# I have a question on motion!

1. Nov 4, 2007

### DarkMetroid

Okay, so the problem is that I'm supposed to analyze what the world would look like if the speed of light is 88 miles per hour (BTTF tribute), and so I naturally looked at the basics of baseball: the pitch. Yet something seemed wrong.

So, imagine playing baseball. For this problem, the pitcher and the batter are not moving with respect to each other. The batter prepares to bunt. Since the speed of light is 39.3 m/s, and the distance between the batter and the pitcher is 18.4 m, it will take (18.4m)/(39.3m/s) = 0.47 seconds before the batter even recognizes that the pitcher is throwing the ball. For that half second the event of pitching is in the elsewhere of the batter; he watches the wind-up as the pitcher marvels at his excellent pitch! Let’s say that, because of the increased effective mass of the ball at higher speeds, the pitcher can throw a fastball 30 m/s (67 mph) with respect to the players. This means it takes 0.61 seconds to reach the batter. Unfortunately, he had detected that it was pitched just 0.15 seconds before! That is not sufficient time to provide a useful reflex.

Yet doesn’t this seem to contradict relativity? It appears to the batter that the ball travels 18.4 meters in just 0.15 seconds, three times faster than the speed of light! What went wrong?

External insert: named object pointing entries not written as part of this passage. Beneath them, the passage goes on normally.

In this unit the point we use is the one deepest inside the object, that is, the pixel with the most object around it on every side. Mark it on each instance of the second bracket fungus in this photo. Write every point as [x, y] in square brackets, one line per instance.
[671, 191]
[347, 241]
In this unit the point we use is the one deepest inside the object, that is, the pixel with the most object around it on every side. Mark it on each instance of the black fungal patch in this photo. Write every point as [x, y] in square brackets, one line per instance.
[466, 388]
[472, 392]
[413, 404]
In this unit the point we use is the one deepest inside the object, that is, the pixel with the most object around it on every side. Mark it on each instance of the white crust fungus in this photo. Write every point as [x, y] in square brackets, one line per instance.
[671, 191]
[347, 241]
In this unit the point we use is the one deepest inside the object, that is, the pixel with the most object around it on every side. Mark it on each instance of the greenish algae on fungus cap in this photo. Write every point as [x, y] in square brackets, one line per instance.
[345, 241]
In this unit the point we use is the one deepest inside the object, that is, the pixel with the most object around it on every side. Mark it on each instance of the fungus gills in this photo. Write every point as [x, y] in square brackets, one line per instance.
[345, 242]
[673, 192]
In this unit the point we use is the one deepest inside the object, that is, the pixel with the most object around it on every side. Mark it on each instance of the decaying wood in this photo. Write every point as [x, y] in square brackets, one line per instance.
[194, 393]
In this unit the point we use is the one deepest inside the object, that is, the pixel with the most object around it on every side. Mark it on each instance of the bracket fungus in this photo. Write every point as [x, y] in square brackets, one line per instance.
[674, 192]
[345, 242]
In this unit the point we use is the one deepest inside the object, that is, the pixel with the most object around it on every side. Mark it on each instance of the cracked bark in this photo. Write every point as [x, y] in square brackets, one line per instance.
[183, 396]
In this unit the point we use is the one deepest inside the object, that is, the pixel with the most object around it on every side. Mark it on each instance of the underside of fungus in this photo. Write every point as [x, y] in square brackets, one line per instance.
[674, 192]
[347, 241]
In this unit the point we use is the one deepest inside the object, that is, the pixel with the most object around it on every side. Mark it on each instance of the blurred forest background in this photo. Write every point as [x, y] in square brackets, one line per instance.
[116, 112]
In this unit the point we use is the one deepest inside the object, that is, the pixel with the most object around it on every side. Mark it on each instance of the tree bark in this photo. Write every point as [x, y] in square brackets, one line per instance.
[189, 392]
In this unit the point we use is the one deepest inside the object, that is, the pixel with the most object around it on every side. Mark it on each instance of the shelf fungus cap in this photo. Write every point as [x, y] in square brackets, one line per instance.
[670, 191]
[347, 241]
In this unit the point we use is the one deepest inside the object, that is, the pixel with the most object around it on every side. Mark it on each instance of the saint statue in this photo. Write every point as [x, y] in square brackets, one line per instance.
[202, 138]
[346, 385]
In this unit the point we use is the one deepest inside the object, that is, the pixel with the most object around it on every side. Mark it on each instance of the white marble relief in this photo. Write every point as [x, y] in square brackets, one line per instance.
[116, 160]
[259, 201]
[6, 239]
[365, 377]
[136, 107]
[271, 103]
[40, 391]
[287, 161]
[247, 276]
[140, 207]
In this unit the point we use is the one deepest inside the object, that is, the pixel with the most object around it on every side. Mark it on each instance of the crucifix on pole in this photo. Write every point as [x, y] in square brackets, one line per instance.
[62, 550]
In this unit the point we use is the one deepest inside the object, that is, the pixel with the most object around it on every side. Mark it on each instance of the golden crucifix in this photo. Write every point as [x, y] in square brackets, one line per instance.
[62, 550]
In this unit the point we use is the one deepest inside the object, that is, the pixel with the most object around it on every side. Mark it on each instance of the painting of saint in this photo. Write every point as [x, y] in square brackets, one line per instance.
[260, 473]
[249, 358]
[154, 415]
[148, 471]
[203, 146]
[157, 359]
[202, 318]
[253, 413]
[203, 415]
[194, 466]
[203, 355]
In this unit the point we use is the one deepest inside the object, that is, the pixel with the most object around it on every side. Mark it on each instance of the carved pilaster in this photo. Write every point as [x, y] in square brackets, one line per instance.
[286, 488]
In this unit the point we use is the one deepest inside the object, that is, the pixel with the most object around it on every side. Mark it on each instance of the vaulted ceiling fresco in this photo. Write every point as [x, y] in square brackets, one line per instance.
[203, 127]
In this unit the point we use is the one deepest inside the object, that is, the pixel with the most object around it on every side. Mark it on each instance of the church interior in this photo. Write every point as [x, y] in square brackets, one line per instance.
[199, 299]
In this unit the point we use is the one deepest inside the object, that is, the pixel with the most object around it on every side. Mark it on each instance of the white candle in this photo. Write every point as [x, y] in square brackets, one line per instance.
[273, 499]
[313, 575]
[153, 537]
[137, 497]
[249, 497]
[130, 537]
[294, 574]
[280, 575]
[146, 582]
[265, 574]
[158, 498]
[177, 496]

This would relate to the real world, because by the same math (that is somehow erroneous; I don't know), there would be a speed less than C in which the batter would observe the ball going faster than C.

2. Nov 4, 2007

### Chris Hillman

This sounds like a homework problem (certainly I've seen instructors assign this as a problem). PF has a special section for these with some special rules.

3. Nov 4, 2007

### Count Iblis

Note that the value of c isn't relevant in physics, it merely (partially) defines the system of units (or vice versa) and the whole point of units is that you can choose them as you please. So, in this problem you can just as well set c back to it's original value and then take the unit of length to be a redefined meter (let's call it meter') so that

c = 39.3 m'/s

Then express meter' in ordinary meters and you can solve the problem in ordinary units where c has the usual value of 299792458 m/s.

4. Nov 4, 2007

### cesiumfrog

By the same logic, it "appears" that light travels instantly. And it "sounds" as though sound also travels with infinite velocity.

5. Nov 4, 2007

### Staff: Mentor

The batter (being a well-educated batter) knows the speed of light and (being a professional ball player) knows the distance to the mound. So he knows that when he sees the pitch it already happened .61 s earlier. So he knows that the total travel time of the ball is .76 s, not .15 s.

With all the importance of the speed of light it is a common misconception that relativity deals with the way things "look". Relativity is about what really happens, and propagation delays caused by the finite speed of light are always taken into account.